Artigo

O modelo israelense

22 de Fevereiro de 2021 - 05h00 0 comentário(s) Corrigir A + A -

Por Cezar Roedel - Conjuntura Internacional

Enquanto muitos países ainda estão iniciando e ajustando os seus planos de imunização para o Covid-19, Israel já pode ser um exemplo mundial no enfrentamento ao vírus, com ações concretas e pragmáticas tendo como fundo a tecnologia como grande aliada. O país de 9,3 milhões de habitantes possui, praticamente, mais doses do que realmente necessita. Alguns poderiam perguntar: mas em um país relativamente pequeno, tudo é mais fácil? Na verdade, a resposta não está vinculada diretamente ao tamanho de Israel, se não, nas ações que vem tomando desde o ano passado, como a capacidade de antevisão, o pragmatismo, a transparência e a tecnologia. 

Antevisão

O Primeiro-ministro israelense, Benjamin Netanyahu, não adotou postura de aguardar o desenrolar da conjuntura, com o avanço do vírus. Ainda em novembro de 2020, começou a entrar em contato com os grandes laboratórios, a fim de negociar as vacinas. A postura aberta às negociações e o pragmatismo foram essenciais no processo. A transparência também tomou destaque. Ao contrário de alguns países europeus, Israel manteve aberto o contrato com a Pfizer, disponível na internet, assumindo para si, a responsabilidade pela vacina, algo que passou longe nas negociações com os países europeus. Israel também combinou com o laboratório, o envio semanal dos dados da vacinação, de forma anônima. Em contrapartida, exigiu da Pfizer o envio de doses até a imunização de 95% de sua população. 

Tecnologia

A tecnologia e a Inteligência Artificial têm sido ingredientes importantes na campanha de vacinação no país. De câmeras térmicas até algoritmos ligados a grandes bancos de dados, auxiliam na precisão necessária na campanha. O país consegue controlar a disseminação do vírus por regiões, com a plataforma Neura, que identifica as cadeias de infecção. Pelos algoritmos, o Ministério da Saúde é avisado com antecedência dos riscos de disseminação.

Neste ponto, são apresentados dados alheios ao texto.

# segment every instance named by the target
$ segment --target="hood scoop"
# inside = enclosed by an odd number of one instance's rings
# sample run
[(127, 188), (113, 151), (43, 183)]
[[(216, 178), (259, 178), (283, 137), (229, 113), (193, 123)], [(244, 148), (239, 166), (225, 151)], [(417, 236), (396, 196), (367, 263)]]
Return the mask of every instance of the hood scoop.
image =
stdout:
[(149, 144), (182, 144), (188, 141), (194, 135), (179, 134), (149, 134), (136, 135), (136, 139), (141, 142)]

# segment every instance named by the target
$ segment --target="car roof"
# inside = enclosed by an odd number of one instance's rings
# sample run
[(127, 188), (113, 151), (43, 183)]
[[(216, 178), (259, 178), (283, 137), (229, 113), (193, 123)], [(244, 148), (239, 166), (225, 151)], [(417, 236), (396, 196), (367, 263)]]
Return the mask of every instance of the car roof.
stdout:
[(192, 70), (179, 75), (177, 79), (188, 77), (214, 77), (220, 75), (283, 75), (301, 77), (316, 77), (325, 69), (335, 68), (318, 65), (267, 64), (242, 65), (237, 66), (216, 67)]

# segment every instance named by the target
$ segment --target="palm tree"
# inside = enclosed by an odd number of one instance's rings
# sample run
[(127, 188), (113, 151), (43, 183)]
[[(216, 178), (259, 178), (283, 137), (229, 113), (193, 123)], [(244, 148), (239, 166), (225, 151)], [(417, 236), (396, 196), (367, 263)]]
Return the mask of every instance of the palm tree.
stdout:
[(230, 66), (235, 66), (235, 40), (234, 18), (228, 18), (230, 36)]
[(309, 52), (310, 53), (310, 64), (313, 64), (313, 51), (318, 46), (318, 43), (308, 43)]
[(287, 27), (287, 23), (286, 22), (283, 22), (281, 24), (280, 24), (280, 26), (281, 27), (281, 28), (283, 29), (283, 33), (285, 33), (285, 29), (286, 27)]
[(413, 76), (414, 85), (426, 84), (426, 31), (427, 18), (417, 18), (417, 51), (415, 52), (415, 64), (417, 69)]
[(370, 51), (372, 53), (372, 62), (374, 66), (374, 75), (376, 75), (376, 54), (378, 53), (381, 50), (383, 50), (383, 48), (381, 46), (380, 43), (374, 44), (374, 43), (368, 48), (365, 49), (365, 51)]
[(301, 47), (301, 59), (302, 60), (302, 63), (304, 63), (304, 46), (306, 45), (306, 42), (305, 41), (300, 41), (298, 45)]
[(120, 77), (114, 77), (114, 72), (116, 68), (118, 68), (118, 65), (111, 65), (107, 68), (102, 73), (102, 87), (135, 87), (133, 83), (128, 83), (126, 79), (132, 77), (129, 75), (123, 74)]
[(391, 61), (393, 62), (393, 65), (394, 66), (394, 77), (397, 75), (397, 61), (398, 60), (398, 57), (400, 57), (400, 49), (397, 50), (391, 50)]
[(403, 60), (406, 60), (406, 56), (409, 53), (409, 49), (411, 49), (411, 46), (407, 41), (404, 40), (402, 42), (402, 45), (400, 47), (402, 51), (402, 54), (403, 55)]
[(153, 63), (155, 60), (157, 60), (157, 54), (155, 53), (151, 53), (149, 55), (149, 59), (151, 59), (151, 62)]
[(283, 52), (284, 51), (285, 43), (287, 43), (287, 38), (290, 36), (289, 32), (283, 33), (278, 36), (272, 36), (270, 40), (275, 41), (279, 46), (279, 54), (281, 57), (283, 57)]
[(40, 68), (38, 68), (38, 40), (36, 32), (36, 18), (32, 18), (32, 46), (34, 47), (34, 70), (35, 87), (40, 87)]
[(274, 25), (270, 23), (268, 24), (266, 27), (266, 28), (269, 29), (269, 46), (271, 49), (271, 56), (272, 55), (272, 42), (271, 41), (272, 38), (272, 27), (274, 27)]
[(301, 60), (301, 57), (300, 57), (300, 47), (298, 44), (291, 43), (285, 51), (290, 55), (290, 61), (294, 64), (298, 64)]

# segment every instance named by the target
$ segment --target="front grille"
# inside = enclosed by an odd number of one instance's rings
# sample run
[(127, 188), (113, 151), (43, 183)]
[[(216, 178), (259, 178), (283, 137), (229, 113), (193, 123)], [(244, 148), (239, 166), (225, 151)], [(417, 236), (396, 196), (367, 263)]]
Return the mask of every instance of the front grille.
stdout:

Sistemas de reconhecimento facial também auxiliam, nos hospitais, a identificar com quem os profissionais da saúde infectados pelo vírus tiveram contato. Já o robô ElliQ (inteligência artificial) torna o isolamento de idosos algo menos maçante. O robô é programado para manter a atenção de idosos em atividades rotineiras, enquanto as famílias mantêm o distanciamento social. 

Doses e otimismo

Atualmente, é o país com mais doses per capita do mundo. Em sua população, cerca de 4 milhões de israelenses tomaram a primeira dose da vacina, da americana Pfizer, em parceria com a Biontech. Das pessoas com mais de 60 anos, 80% estão imunizadas. Não seria exagero especular que no ritmo célere que o país adotou, até final de março, toda a população esteja imunizada, antes mesmo da Pessach, a Páscoa judaica, dia 27 de março. 

Parceria com o Brasil

O governo brasileiro informou que enviará comitiva para Israel, para conhecer o spray nasal EXO-CD24, desenvolvido pelo Centro Médico Ichilov de Tel Aviv. O spray passou pela primeira fase de pesquisa, tendo resultado otimista no tratamento de casos graves do Covid-19. O medicamento foi administrado por 30 pacientes, conseguindo todos eles se recuperarem, mesmo nos casos acentuados. Segundo o hospital, o medicamento combate a tempestade de citocinas, que muitos pesquisadores apontaram ser a razão de muitas mortes pelo coronavírus.